Sobolev mappings and the Rumin complex

TL;DR

This paper demonstrates that Sobolev mappings on contact manifolds preserve the Rumin complex structure, leading to invariance of the Rumin flat complex under bilipschitz transformations, with broader implications for Carnot groups.

Contribution

It establishes that Pansu pullback induces chain mappings on the Rumin complex for Sobolev maps, extending invariance properties in contact and Carnot group settings.

Findings

Pansu pullback respects the Rumin complex on contact manifolds.

The Rumin flat complex is bilipschitz invariant.

Chain mappings are induced on Carnot groups under certain conditions.

Abstract

We consider contact manifolds equipped with Carnot-Caratheodory metrics, and show that the Rumin complex is respected by Sobolev mappings: Pansu pullback induces a chain mapping between the smooth Rumin complex and the distributional Rumin complex.
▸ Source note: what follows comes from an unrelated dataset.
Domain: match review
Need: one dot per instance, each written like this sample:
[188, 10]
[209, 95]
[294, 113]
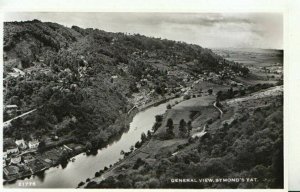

As a consequence, the Rumin flat complex -- the analog of the Whitney flat complex in the setting of contact manifolds -- is bilipschitz invariant. We also show that for Sobolev mappings between general Carnot groups, Pansu pullback induces a chain mapping when restricted to a certain differential ideal of the de Rham complex. Both results are applications of the Pullback Theorem from our previous paper.